1960708 – please add CAP_CHECKPOINT_RESTORE to capability.h

RHEL Engineering is moving the tracking of its product development work on RHEL 6 through RHEL 9 to Red Hat Jira (issues.redhat.com). If you're a Red Hat customer, please continue to file support cases via the Red Hat customer portal. If you're not, please head to the "RHEL project" in Red Hat Jira and file new tickets here. Individual Bugzilla bugs in the statuses "NEW", "ASSIGNED", and "POST" are being migrated throughout September 2023. Bugs of Red Hat partners with an assigned Engineering Partner Manager (EPM) are migrated in late September as per pre-agreed dates. Bugs against components "kernel", "kernel-rt", and "kpatch" are only migrated if still in "NEW" or "ASSIGNED". If you cannot log in to RH Jira, please consult article #7032570. That failing, please send an e-mail to the RH Jira admins at rh-issues@redhat.com to troubleshoot your issue as a user management inquiry. The email creates a ServiceNow ticket with Red Hat. Individual Bugzilla bugs that are migrated will be moved to status "CLOSED", resolution "MIGRATED", and set with "MigratedToJIRA" in "Keywords". The link to the successor Jira issue will be found under "Links", have a little "two-footprint" icon next to it, and direct you to the "RHEL project" in Red Hat Jira (issue links are of type "https://issues.redhat.com/browse/RHEL-XXXX", where "X" is a digit).
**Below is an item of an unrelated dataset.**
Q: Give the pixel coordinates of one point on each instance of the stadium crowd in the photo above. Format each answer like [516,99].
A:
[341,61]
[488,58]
This same link will be available in a blue banner at the top of the page informing you that that bug has been migrated.

Bug 1960708 - please add CAP_CHECKPOINT_RESTORE to capability.h

Summary: please add CAP_CHECKPOINT_RESTORE to capability.h

Keywords:
Status:	CLOSED ERRATA
Alias:	None
Product:	Red Hat Enterprise Linux 8
Classification:	Red Hat
Component:	kernel
Sub Component:
Version:	8.4
Hardware:	Unspecified
OS:	Unspecified
Priority:	unspecified
Severity:	unspecified
Target Milestone:	beta
Target Release:	---
Assignee:	Adrian Reber
QA Contact:	Chao Ye
Docs Contact:
URL:
Whiteboard:
Depends On:
Blocks:	1973325
TreeView+	depends on / blocked

Reported:	2021-05-14 16:19 UTC by Davide Cavalca
Modified:	2021-11-10 05:22 UTC (History)
CC List:	12 users (show)
Fixed In Version:	kernel-4.18.0-326.el8
Doc Type:	If docs needed, set a value
Doc Text:
Clone Of:
Clones:	1973325 (view as bug list)
Environment:
Last Closed:	2021-11-09 19:18:49 UTC
Type:	Bug
Target Upstream Version:
Embargoed:
Dependent Products:

Attachments	(Terms of Use)

Links
System	ID	Private	Priority	Status	Summary	Last Updated
Gitlab	redhat/rhel/src/kernel rhel-8 merge_requests 813	0	None	None	None	2021-06-16 15:29:32 UTC
Red Hat Product Errata	RHSA-2021:4356	0	None	None	None	2021-11-09 19:19:41 UTC

Description Davide Cavalca 2021-05-14 16:19:43 UTC

5.9 introduced a new capability in https://git.kernel.org/pub/scm/linux/kernel/git/torvalds/linux.git/commit/include/uapi/linux/capability.h?h=v5.9&id=124ea650d3072b005457faed69909221c2905a1f

Please backport this commit so that util-linux can pick it up (specifically for setpriv). This is something we need for the CentOS Hyperscale SIG (https://pagure.io/centos-sig-hyperscale/sig/issue/43) but it would also be generally useful. For reference, https://git.kernel.org/pub/scm/linux/kernel/git/torvalds/linux.git/commit/?id=74858abbb1032222f922487fd1a24513bbed80f9 is the full merge commit with all related changes. Thanks!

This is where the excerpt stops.